Kubernetes is a container orchestra-tor, that support rocket containers and docker containers.
When using Kubernetes we have some main keywords that are going to be used in his infrastructure:
PODS
PODS are the commons containers that can have the same functions, like by example you can have many PODs with mysql, nginx, redis, etc.
So if needed, you can just schedule a new POD with all those containers specified before (mysql, nginx, redis).
Replication Controller (RC)
This is what is going to manage how many PODs we must have active by node. We can setup by example a node that must have 5 web-servers active, so if one of those PODs dies, the replication controller will do the job to scale a new PODs with that web-server.
He is what will manage the POD’s quantities and scale your clusters if necessary.
Services
This is what is going to control the ip’s, and ports that those PODs are going to use.

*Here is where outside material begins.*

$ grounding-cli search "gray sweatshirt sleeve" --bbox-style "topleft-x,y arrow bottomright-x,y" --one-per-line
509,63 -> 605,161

With the services we can assure that a new PODs that was escalated to replace a POD that died, will use the same addresses.
Namespace
It’s important that the Namespace correspond to literaly the names of the environments that Kubernets will setup. It’s the Namespace that will be used to replicate, configure the roles and permissions for each environment and others.
etcd
ETCD it’s a storage (that uses key and values patterns) used by kubernetes to save, manage and use keys and values like hosts, ip’s, and many other values that can be useful for Kubernetes.
Services Proxy
This is literally the proxy that will check the hosts and addresses that are sending the requests or commands, and it will redirect them to the correct assigned instances based on Services configs.
Kubernetes Master
This is the manager from Kubernetes, the resource that will verify the health states from the PODs and will manage the PODs creation between the clusters.
Kubelet
This is the main agent that will be run in all the hosts of Kubernetes.